The match of the century for the world championship has had about everything from a cliffhanger beginning to a touch of cloak and dagger, what with Russian charges of sinister American shenanigans.
What Ely Culbertson did to popularize contract bridge 40 years ago, what Arnold Palmer did for gold in terms of big-money purses, Bobby Fischer is doing for chess with his flair for making bizarre headlines.
Suddenly what once was the exotic pastime of the intellectual elite has seized the imagination of the man-in-the-street in America and around the world. People who once wouldn't have dreamed of doing so hunch over boards and try to follow the mysteries of the struggle in Reykjavik between the American challenger, Fischer, and the world champion, Russia's Boris Spassky.
Not long ago the winner of a world chess championship went away with a $2,500 purse. Now the two contestants will share a $300,000 pot. For Fischer, at least, it's only the beginning. Books about his games can be expected to go like hotcakes, and there will be other fringe benefits.
Chess has been perplexing people for some eight centuries.
The Russians call it shakhmat, or checkmate. And that's the essence of the game—it means the king can't move without being captured, so the jig is up.
The rules for this hobby of eggheads, once called “the royal game,” are both old and relatively new. These days FIDE, French initials for International Chess Federation, supervises the game around the world. FIDE organized the first world championship in London in 1927.
The common checkerboard will do for chess. The board is considered to have eight horizontal “ranks” and eight vertical “files”. Masters refer to the rank of squares by letters “a” through “h” and the file squares by numbers 1 through 8, but ordinary mortals had better forget that and stick to designation by the pieces that command each file.
Once the neophyte masters the moves of the individual pieces, a new world opens up to him. The fascination is in the game's virtually infinite variety of possible moves and combinations of moves and in the military-like strategy and tactics.
From puzzled tyros these days, questions pour into newspaper offices. Some examples:
Q. If White, with first move, has the advantage, who decides which is White?
A. Lots are drawn for the first game. Thereafter, White is alternated.
Q. Fischer and Spassky have seconds. Can they help either player?
A. Only after adjournment. Once the players are at the board, they are on their own.
They can consult all they want on the next moves after adjournment.
Q. Analysts said Fischer erred by taking a “poisoned pawn.” What's that?
A. In essence, a baited trap.
Q. What about touching or picking up pieces?
A. When a piece is askew you can fix it but you must announce your intention. It's good form to do it in French, “j'adoube,” meaning “I adjust.” If a player puts a hand on a piece, he must move it unless he's announced adjusting. A move is complete when the piece goes to another square and the hand is removed.
Q. Now that we've been through this drill, what about “fingerfehler” and “fianchetto,” as mentioned above?
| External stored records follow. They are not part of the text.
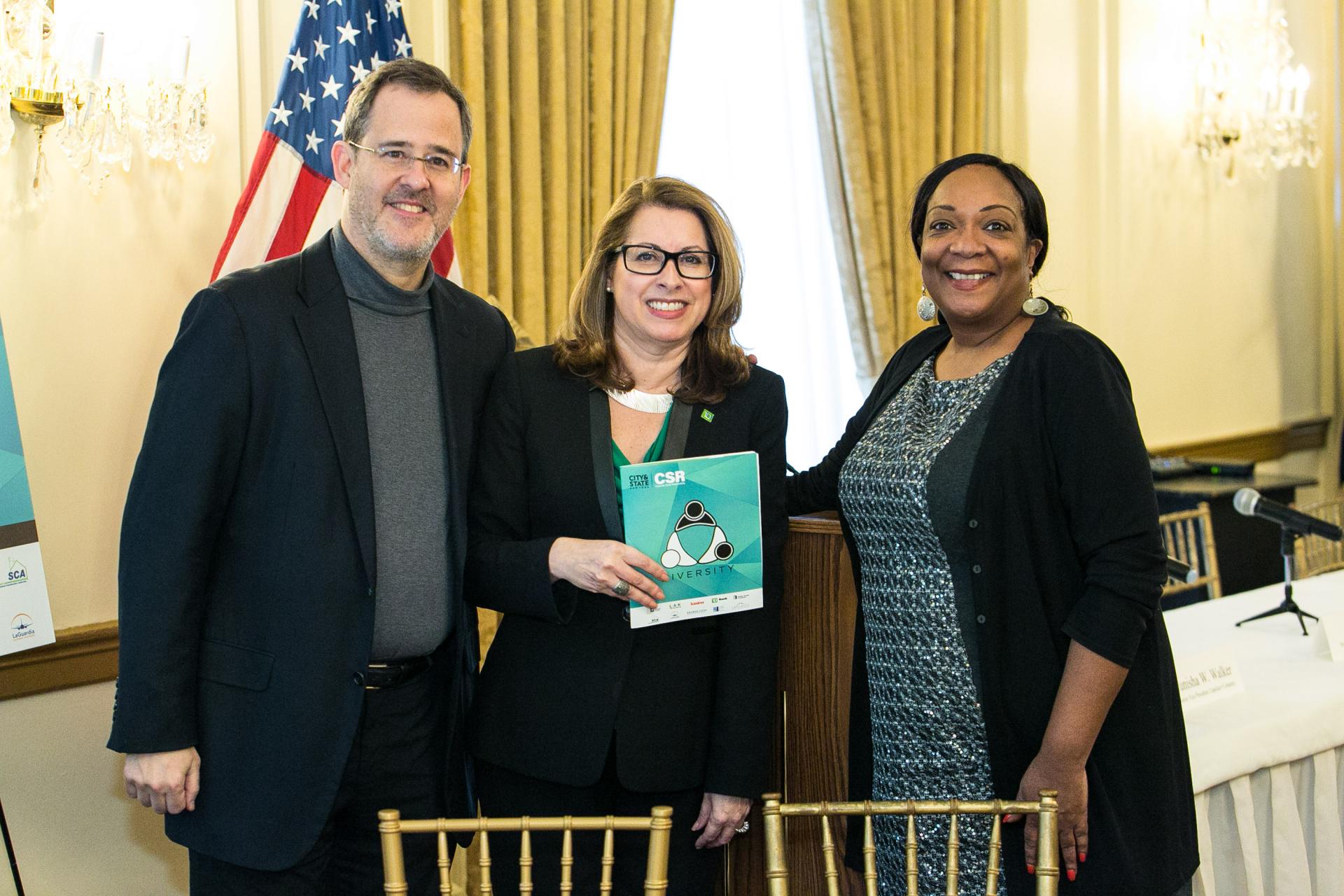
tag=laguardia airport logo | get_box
[9,612,38,640]
[663,501,732,570]
[0,557,28,589]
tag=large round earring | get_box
[1021,286,1050,317]
[916,286,938,321]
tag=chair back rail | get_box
[378,806,672,896]
[1294,497,1344,579]
[1157,501,1223,599]
[762,790,1059,896]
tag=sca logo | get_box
[0,557,28,589]
[9,612,38,640]
[663,501,732,567]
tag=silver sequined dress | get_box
[840,355,1011,893]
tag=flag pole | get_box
[0,802,23,896]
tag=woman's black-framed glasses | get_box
[612,244,719,279]
[345,140,462,177]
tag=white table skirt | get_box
[1166,573,1344,896]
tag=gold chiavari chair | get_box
[762,790,1059,896]
[1293,497,1344,579]
[378,806,672,896]
[1157,501,1223,598]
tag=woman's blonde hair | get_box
[555,177,751,405]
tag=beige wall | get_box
[1001,0,1336,444]
[0,682,187,896]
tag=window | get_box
[659,0,863,470]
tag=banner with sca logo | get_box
[621,451,764,629]
[0,316,57,655]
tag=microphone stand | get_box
[1236,525,1320,638]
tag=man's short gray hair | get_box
[342,59,472,164]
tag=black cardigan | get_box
[789,310,1199,895]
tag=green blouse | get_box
[612,411,672,504]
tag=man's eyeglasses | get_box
[345,140,462,177]
[612,244,719,279]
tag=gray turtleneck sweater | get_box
[330,224,458,661]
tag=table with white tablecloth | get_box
[1164,571,1344,896]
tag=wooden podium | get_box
[720,513,859,896]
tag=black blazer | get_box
[466,346,788,798]
[789,312,1199,896]
[108,237,513,869]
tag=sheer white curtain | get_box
[659,0,863,470]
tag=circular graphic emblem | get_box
[662,501,732,567]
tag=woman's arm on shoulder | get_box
[704,374,789,799]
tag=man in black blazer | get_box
[108,59,513,895]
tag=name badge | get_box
[1176,648,1246,708]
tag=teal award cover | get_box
[621,451,764,629]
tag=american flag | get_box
[210,0,461,282]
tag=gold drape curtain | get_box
[449,0,672,342]
[805,0,988,380]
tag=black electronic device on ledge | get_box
[1148,456,1255,481]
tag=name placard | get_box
[1321,612,1344,662]
[1176,648,1246,708]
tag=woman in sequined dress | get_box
[789,153,1199,896]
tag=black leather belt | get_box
[355,655,434,690]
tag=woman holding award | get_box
[466,177,788,895]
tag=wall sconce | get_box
[1186,0,1321,183]
[0,0,215,207]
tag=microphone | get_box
[1167,556,1199,584]
[1233,488,1344,541]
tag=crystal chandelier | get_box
[0,0,215,207]
[1188,0,1321,183]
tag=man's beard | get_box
[355,185,451,263]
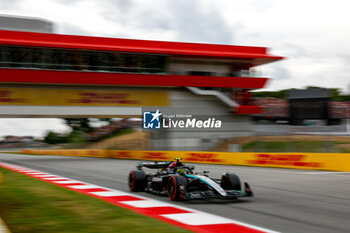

A. If you accidentally knock over a piece, that's a “fingerfehler,” a slip of the finger, but it's good form to say it in German. “Fianchetto” is Italian. It means your bishop is placed in Kt-2 to command the whole diagonal file. But if you get too much of this as a beginner, you'll wind up in a “zugzwang.”
Q. What in blazes is a “zugzwang?”
A. In plain chess language, it means “you're in a jam, bub.”